First, the two models, summarized. Traditional leadership is the classic top-down, leader-knows-best model of organizing and running a team or group. In an era of more measured organizational growth or industry development, this sort of model often served its purpose of providing direction based on knowledge and experience. The emerging leadership model, on the other hand, preferences flexible goals, data-based decision making, and incorporation of team input in decision-making. Rather than making leadership a choice between these two extremes, however, the trick is finding comfort in working along the spectrum between the two in ways that are appropriate to the situation.
The tensions presented include:
The Expert vs. the Learner
The Constant vs. the Adaptor
The Tactician vs. the Visionary
The Teller vs. the Listener
The Power Holder vs. the Power Sharer
The Intuitionist vs. the Analyst
The Perfectionist vs. the Accelerator
The article is well worth the read for the examples of the pitfalls or challenges of operating on the extremes of either tension. But I want to highlight the authors' recommendations for "developing the ambidexterity to move between the two [ends of the spectrum] as the context requires." They highlight three areas of focus:
Self-awareness
Learning, adaptation, and practice
Contextual awareness
Focused effort directed in each of these areas will help make leaders more 'ambidextrous' in their approach to challenges to their teams and their businesses, but work with a coach can amplify and speed up those gains (for those who are ready to be coached). Coaching helps a leader move beyond the surface level of actions -- how they interact with the world -- to help develop the way they think about the world and their role in it. This can be a game-changing shift, that turns all the surface level actions we recognize as good leadership into the effortless and natural way they operate.
You have probably seen a difference in leaders whose otherwise positive actions don't seem to align with their core beliefs.

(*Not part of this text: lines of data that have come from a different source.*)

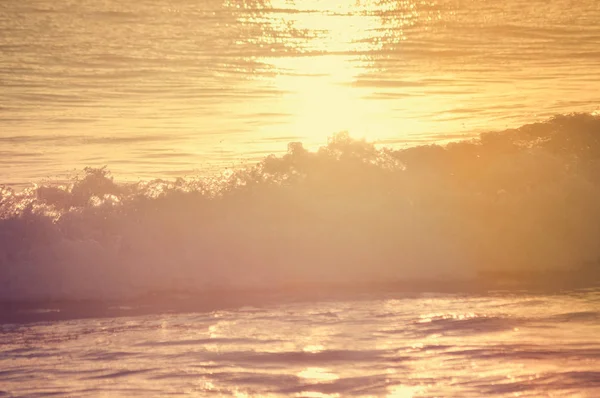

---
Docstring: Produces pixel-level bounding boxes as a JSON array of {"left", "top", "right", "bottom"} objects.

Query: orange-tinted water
[{"left": 1, "top": 0, "right": 599, "bottom": 184}]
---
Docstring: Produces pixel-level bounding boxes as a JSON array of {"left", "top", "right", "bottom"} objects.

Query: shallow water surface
[
  {"left": 1, "top": 0, "right": 599, "bottom": 183},
  {"left": 1, "top": 290, "right": 599, "bottom": 397}
]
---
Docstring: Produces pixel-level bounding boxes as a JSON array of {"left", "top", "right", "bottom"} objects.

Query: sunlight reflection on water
[
  {"left": 1, "top": 291, "right": 599, "bottom": 397},
  {"left": 1, "top": 0, "right": 599, "bottom": 183}
]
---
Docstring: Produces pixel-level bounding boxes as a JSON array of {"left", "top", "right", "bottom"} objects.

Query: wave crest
[{"left": 1, "top": 113, "right": 600, "bottom": 300}]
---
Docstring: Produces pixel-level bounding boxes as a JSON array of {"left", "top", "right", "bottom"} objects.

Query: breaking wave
[{"left": 2, "top": 113, "right": 600, "bottom": 300}]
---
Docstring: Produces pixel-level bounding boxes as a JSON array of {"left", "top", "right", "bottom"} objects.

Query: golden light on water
[
  {"left": 297, "top": 367, "right": 339, "bottom": 382},
  {"left": 2, "top": 0, "right": 600, "bottom": 395},
  {"left": 230, "top": 0, "right": 453, "bottom": 146},
  {"left": 269, "top": 56, "right": 374, "bottom": 139},
  {"left": 262, "top": 0, "right": 387, "bottom": 142},
  {"left": 2, "top": 0, "right": 598, "bottom": 183},
  {"left": 386, "top": 385, "right": 424, "bottom": 398}
]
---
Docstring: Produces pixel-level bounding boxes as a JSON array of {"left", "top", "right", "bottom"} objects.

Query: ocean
[
  {"left": 1, "top": 0, "right": 599, "bottom": 184},
  {"left": 1, "top": 291, "right": 600, "bottom": 397},
  {"left": 1, "top": 0, "right": 600, "bottom": 397}
]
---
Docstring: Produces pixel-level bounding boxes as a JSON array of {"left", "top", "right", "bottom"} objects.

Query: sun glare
[{"left": 230, "top": 0, "right": 436, "bottom": 145}]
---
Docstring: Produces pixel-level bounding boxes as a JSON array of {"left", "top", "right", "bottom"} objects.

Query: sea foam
[{"left": 1, "top": 113, "right": 600, "bottom": 300}]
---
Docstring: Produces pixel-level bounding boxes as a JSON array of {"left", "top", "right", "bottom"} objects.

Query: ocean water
[
  {"left": 1, "top": 114, "right": 600, "bottom": 396},
  {"left": 2, "top": 1, "right": 600, "bottom": 397},
  {"left": 1, "top": 291, "right": 600, "bottom": 397},
  {"left": 1, "top": 113, "right": 600, "bottom": 301},
  {"left": 1, "top": 0, "right": 599, "bottom": 184}
]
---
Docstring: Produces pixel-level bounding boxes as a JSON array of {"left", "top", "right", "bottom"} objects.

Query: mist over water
[{"left": 1, "top": 114, "right": 599, "bottom": 301}]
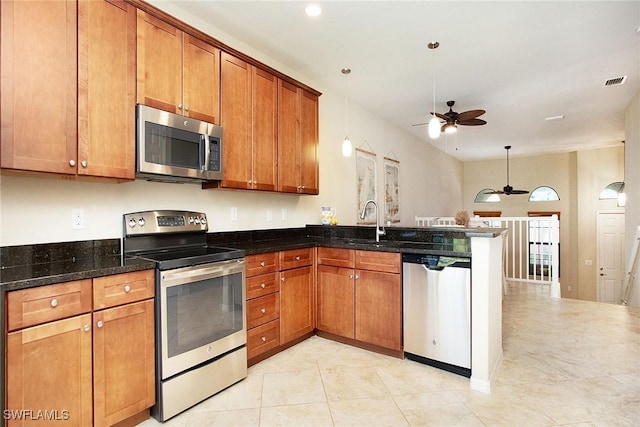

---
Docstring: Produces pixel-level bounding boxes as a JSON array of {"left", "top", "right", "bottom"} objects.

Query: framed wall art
[
  {"left": 384, "top": 156, "right": 400, "bottom": 223},
  {"left": 356, "top": 148, "right": 377, "bottom": 224}
]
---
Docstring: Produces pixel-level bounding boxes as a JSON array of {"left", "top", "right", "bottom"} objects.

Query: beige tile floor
[{"left": 139, "top": 283, "right": 640, "bottom": 426}]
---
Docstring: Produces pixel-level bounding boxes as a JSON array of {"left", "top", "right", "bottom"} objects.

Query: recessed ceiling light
[{"left": 305, "top": 4, "right": 322, "bottom": 17}]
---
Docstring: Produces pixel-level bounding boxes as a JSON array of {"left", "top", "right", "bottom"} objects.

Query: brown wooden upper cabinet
[
  {"left": 136, "top": 10, "right": 220, "bottom": 125},
  {"left": 278, "top": 81, "right": 319, "bottom": 195},
  {"left": 213, "top": 52, "right": 278, "bottom": 190},
  {"left": 1, "top": 0, "right": 135, "bottom": 179}
]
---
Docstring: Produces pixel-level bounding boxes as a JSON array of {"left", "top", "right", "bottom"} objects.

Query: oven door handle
[{"left": 161, "top": 259, "right": 246, "bottom": 287}]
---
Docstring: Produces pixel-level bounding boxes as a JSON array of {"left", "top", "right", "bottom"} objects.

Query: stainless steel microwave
[{"left": 136, "top": 104, "right": 223, "bottom": 182}]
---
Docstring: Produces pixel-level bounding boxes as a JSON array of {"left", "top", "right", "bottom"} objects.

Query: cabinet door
[
  {"left": 277, "top": 80, "right": 300, "bottom": 193},
  {"left": 183, "top": 34, "right": 220, "bottom": 124},
  {"left": 280, "top": 266, "right": 314, "bottom": 344},
  {"left": 251, "top": 67, "right": 278, "bottom": 191},
  {"left": 299, "top": 90, "right": 319, "bottom": 195},
  {"left": 6, "top": 314, "right": 93, "bottom": 427},
  {"left": 355, "top": 270, "right": 402, "bottom": 350},
  {"left": 136, "top": 10, "right": 182, "bottom": 113},
  {"left": 93, "top": 299, "right": 155, "bottom": 427},
  {"left": 1, "top": 0, "right": 77, "bottom": 174},
  {"left": 316, "top": 265, "right": 355, "bottom": 338},
  {"left": 78, "top": 0, "right": 135, "bottom": 179},
  {"left": 219, "top": 52, "right": 252, "bottom": 189}
]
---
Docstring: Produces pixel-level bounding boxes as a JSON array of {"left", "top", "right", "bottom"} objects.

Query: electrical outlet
[
  {"left": 567, "top": 285, "right": 572, "bottom": 291},
  {"left": 72, "top": 208, "right": 85, "bottom": 230},
  {"left": 281, "top": 208, "right": 288, "bottom": 221},
  {"left": 584, "top": 259, "right": 593, "bottom": 266},
  {"left": 266, "top": 209, "right": 273, "bottom": 222},
  {"left": 230, "top": 207, "right": 238, "bottom": 221}
]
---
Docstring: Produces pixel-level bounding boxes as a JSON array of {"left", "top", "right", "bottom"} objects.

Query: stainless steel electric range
[{"left": 123, "top": 210, "right": 247, "bottom": 422}]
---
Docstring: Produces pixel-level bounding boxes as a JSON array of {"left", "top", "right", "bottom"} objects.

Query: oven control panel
[{"left": 124, "top": 210, "right": 208, "bottom": 236}]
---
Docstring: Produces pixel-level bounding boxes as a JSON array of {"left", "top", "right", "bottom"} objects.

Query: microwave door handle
[{"left": 201, "top": 134, "right": 207, "bottom": 171}]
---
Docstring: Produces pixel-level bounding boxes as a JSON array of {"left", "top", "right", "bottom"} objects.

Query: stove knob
[
  {"left": 138, "top": 218, "right": 145, "bottom": 227},
  {"left": 188, "top": 216, "right": 195, "bottom": 224},
  {"left": 128, "top": 218, "right": 136, "bottom": 228},
  {"left": 194, "top": 217, "right": 200, "bottom": 224},
  {"left": 200, "top": 217, "right": 207, "bottom": 225}
]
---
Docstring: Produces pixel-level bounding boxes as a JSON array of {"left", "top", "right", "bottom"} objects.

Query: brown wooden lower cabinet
[
  {"left": 5, "top": 270, "right": 155, "bottom": 427},
  {"left": 316, "top": 248, "right": 402, "bottom": 352}
]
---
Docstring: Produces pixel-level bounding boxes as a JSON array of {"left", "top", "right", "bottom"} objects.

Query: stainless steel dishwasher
[{"left": 403, "top": 254, "right": 471, "bottom": 377}]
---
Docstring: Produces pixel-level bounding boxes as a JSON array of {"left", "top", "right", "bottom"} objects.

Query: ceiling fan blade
[
  {"left": 507, "top": 189, "right": 529, "bottom": 195},
  {"left": 412, "top": 122, "right": 428, "bottom": 127},
  {"left": 458, "top": 118, "right": 487, "bottom": 126},
  {"left": 457, "top": 109, "right": 486, "bottom": 121},
  {"left": 432, "top": 112, "right": 449, "bottom": 120}
]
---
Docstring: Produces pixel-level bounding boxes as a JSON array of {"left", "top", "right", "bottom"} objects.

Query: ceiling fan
[
  {"left": 413, "top": 100, "right": 487, "bottom": 132},
  {"left": 489, "top": 145, "right": 529, "bottom": 195}
]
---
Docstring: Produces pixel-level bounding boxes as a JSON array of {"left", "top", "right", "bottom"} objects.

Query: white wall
[
  {"left": 0, "top": 3, "right": 463, "bottom": 246},
  {"left": 624, "top": 91, "right": 639, "bottom": 307}
]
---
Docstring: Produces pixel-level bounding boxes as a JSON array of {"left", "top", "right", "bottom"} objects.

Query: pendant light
[
  {"left": 427, "top": 42, "right": 441, "bottom": 139},
  {"left": 341, "top": 68, "right": 353, "bottom": 157}
]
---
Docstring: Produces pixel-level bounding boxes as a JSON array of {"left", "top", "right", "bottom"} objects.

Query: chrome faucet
[{"left": 360, "top": 199, "right": 386, "bottom": 242}]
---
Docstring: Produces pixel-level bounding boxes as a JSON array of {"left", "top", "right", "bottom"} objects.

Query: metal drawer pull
[
  {"left": 97, "top": 320, "right": 104, "bottom": 328},
  {"left": 295, "top": 255, "right": 300, "bottom": 261},
  {"left": 83, "top": 324, "right": 90, "bottom": 332},
  {"left": 260, "top": 308, "right": 266, "bottom": 314},
  {"left": 349, "top": 274, "right": 353, "bottom": 279},
  {"left": 124, "top": 285, "right": 131, "bottom": 293},
  {"left": 260, "top": 283, "right": 266, "bottom": 289},
  {"left": 260, "top": 261, "right": 265, "bottom": 267},
  {"left": 261, "top": 336, "right": 266, "bottom": 342},
  {"left": 50, "top": 299, "right": 58, "bottom": 308}
]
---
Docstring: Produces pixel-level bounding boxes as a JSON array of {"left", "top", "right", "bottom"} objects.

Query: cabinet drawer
[
  {"left": 247, "top": 319, "right": 280, "bottom": 360},
  {"left": 7, "top": 279, "right": 93, "bottom": 331},
  {"left": 279, "top": 247, "right": 313, "bottom": 270},
  {"left": 317, "top": 247, "right": 354, "bottom": 268},
  {"left": 246, "top": 252, "right": 279, "bottom": 277},
  {"left": 247, "top": 293, "right": 280, "bottom": 329},
  {"left": 246, "top": 272, "right": 279, "bottom": 300},
  {"left": 93, "top": 270, "right": 155, "bottom": 310},
  {"left": 355, "top": 250, "right": 401, "bottom": 273}
]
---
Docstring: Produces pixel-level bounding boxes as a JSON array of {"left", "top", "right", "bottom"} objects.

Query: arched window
[
  {"left": 599, "top": 182, "right": 624, "bottom": 199},
  {"left": 529, "top": 186, "right": 560, "bottom": 202},
  {"left": 474, "top": 188, "right": 501, "bottom": 203},
  {"left": 599, "top": 181, "right": 626, "bottom": 206}
]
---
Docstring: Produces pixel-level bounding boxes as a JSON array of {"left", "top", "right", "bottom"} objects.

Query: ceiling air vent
[{"left": 604, "top": 76, "right": 627, "bottom": 87}]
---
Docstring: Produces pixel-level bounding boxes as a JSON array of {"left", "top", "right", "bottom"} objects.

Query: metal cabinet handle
[
  {"left": 281, "top": 277, "right": 285, "bottom": 282},
  {"left": 261, "top": 336, "right": 266, "bottom": 342},
  {"left": 260, "top": 308, "right": 266, "bottom": 314},
  {"left": 260, "top": 283, "right": 266, "bottom": 289},
  {"left": 81, "top": 160, "right": 87, "bottom": 168},
  {"left": 178, "top": 103, "right": 183, "bottom": 109},
  {"left": 355, "top": 274, "right": 359, "bottom": 280},
  {"left": 184, "top": 105, "right": 189, "bottom": 112},
  {"left": 260, "top": 261, "right": 265, "bottom": 267},
  {"left": 83, "top": 324, "right": 90, "bottom": 332},
  {"left": 124, "top": 285, "right": 131, "bottom": 293},
  {"left": 97, "top": 320, "right": 104, "bottom": 328},
  {"left": 69, "top": 160, "right": 76, "bottom": 167},
  {"left": 295, "top": 255, "right": 300, "bottom": 261},
  {"left": 349, "top": 274, "right": 353, "bottom": 279},
  {"left": 50, "top": 299, "right": 58, "bottom": 308}
]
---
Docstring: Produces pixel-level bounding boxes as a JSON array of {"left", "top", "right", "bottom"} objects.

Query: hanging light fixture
[
  {"left": 427, "top": 42, "right": 441, "bottom": 139},
  {"left": 341, "top": 68, "right": 353, "bottom": 157}
]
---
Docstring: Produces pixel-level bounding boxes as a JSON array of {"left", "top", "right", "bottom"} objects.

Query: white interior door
[{"left": 597, "top": 212, "right": 625, "bottom": 304}]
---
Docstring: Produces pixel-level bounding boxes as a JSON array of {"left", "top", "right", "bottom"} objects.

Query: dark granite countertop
[
  {"left": 1, "top": 225, "right": 504, "bottom": 292},
  {"left": 0, "top": 239, "right": 155, "bottom": 292}
]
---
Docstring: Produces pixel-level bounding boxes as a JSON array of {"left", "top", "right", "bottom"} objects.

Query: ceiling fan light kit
[{"left": 427, "top": 41, "right": 441, "bottom": 139}]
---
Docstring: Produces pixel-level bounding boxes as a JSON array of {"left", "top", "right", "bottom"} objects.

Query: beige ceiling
[{"left": 161, "top": 1, "right": 639, "bottom": 161}]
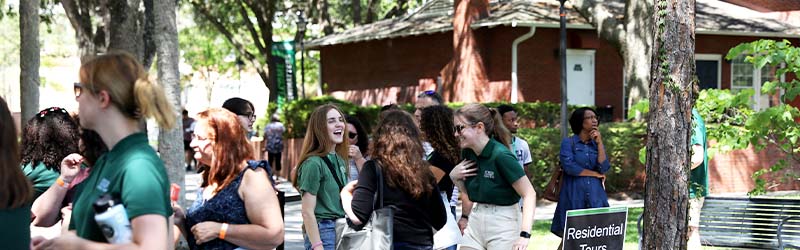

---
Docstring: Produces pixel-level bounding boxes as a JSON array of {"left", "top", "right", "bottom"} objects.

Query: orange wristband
[
  {"left": 219, "top": 223, "right": 229, "bottom": 240},
  {"left": 56, "top": 177, "right": 69, "bottom": 188}
]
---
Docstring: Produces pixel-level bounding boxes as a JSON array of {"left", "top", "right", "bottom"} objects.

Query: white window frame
[
  {"left": 695, "top": 54, "right": 722, "bottom": 89},
  {"left": 729, "top": 56, "right": 786, "bottom": 110}
]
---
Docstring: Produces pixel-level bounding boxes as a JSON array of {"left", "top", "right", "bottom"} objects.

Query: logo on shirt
[
  {"left": 97, "top": 178, "right": 110, "bottom": 192},
  {"left": 483, "top": 170, "right": 495, "bottom": 179}
]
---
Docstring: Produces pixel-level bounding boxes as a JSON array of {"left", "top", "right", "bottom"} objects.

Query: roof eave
[{"left": 696, "top": 29, "right": 800, "bottom": 38}]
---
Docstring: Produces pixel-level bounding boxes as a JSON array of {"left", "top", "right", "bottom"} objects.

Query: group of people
[
  {"left": 0, "top": 51, "right": 708, "bottom": 250},
  {"left": 1, "top": 52, "right": 284, "bottom": 250}
]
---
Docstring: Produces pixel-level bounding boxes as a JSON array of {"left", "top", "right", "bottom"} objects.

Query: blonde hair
[
  {"left": 79, "top": 52, "right": 175, "bottom": 128},
  {"left": 291, "top": 104, "right": 350, "bottom": 186},
  {"left": 455, "top": 103, "right": 512, "bottom": 147}
]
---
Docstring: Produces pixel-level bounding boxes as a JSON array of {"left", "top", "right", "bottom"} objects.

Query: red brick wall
[{"left": 708, "top": 142, "right": 800, "bottom": 193}]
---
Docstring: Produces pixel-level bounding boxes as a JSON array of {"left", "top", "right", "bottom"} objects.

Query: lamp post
[{"left": 296, "top": 10, "right": 307, "bottom": 99}]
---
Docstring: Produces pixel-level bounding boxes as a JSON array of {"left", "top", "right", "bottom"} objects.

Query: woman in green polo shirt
[
  {"left": 0, "top": 96, "right": 34, "bottom": 250},
  {"left": 32, "top": 52, "right": 176, "bottom": 250},
  {"left": 450, "top": 103, "right": 537, "bottom": 250},
  {"left": 291, "top": 104, "right": 349, "bottom": 250},
  {"left": 20, "top": 107, "right": 81, "bottom": 201}
]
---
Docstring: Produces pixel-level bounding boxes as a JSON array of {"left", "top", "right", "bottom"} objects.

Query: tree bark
[
  {"left": 153, "top": 0, "right": 184, "bottom": 205},
  {"left": 20, "top": 0, "right": 40, "bottom": 129},
  {"left": 439, "top": 0, "right": 490, "bottom": 102},
  {"left": 320, "top": 0, "right": 333, "bottom": 35},
  {"left": 642, "top": 0, "right": 695, "bottom": 249},
  {"left": 108, "top": 0, "right": 142, "bottom": 59},
  {"left": 365, "top": 0, "right": 379, "bottom": 23},
  {"left": 572, "top": 0, "right": 654, "bottom": 119}
]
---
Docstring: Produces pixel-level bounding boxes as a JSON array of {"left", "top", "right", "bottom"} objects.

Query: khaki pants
[{"left": 459, "top": 203, "right": 521, "bottom": 250}]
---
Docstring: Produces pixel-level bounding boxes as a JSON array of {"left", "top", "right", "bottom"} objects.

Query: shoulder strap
[
  {"left": 320, "top": 156, "right": 345, "bottom": 190},
  {"left": 373, "top": 161, "right": 385, "bottom": 209}
]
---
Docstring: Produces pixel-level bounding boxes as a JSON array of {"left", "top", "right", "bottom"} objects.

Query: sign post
[{"left": 563, "top": 207, "right": 628, "bottom": 250}]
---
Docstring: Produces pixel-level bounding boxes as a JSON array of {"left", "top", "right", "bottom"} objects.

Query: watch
[{"left": 519, "top": 231, "right": 531, "bottom": 238}]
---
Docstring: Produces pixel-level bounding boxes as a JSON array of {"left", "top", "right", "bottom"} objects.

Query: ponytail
[
  {"left": 489, "top": 108, "right": 512, "bottom": 148},
  {"left": 134, "top": 78, "right": 176, "bottom": 129}
]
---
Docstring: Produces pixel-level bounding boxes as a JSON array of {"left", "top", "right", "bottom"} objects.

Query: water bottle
[{"left": 93, "top": 194, "right": 132, "bottom": 244}]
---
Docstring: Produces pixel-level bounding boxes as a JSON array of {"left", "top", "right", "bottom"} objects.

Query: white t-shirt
[{"left": 512, "top": 136, "right": 532, "bottom": 168}]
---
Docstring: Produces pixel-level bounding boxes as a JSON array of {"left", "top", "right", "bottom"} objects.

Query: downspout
[{"left": 511, "top": 24, "right": 536, "bottom": 103}]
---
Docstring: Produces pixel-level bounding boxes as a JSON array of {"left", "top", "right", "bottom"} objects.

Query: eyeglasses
[
  {"left": 192, "top": 133, "right": 209, "bottom": 141},
  {"left": 239, "top": 112, "right": 256, "bottom": 121},
  {"left": 74, "top": 82, "right": 83, "bottom": 98},
  {"left": 348, "top": 132, "right": 358, "bottom": 139},
  {"left": 454, "top": 123, "right": 476, "bottom": 133}
]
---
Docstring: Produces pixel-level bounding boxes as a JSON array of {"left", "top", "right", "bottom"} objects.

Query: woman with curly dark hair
[
  {"left": 420, "top": 105, "right": 462, "bottom": 249},
  {"left": 20, "top": 107, "right": 81, "bottom": 200},
  {"left": 31, "top": 115, "right": 109, "bottom": 227},
  {"left": 0, "top": 96, "right": 34, "bottom": 250},
  {"left": 341, "top": 110, "right": 446, "bottom": 249}
]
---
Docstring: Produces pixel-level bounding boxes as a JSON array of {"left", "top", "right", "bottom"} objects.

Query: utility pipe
[{"left": 511, "top": 24, "right": 536, "bottom": 103}]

It's often hard to put a finger on what the inconsistency is, but chances are you are sensing their effort to engage in the 'right' actions but without a belief that doing so really is the right thing to do. You can tell when the boss really cares what your answer is to, "So how are you?" It's a small example, and the impact of that sort of inconsistency only gets bigger when the stakes are higher -- when going through the motions of soliciting your input on a pitch, project, or strategy; or when "how are you" might actually give you a chance to lighten your load, simply by sharing your burden.
How do you see leadership evolving - yours or that of someone else? What made the difference?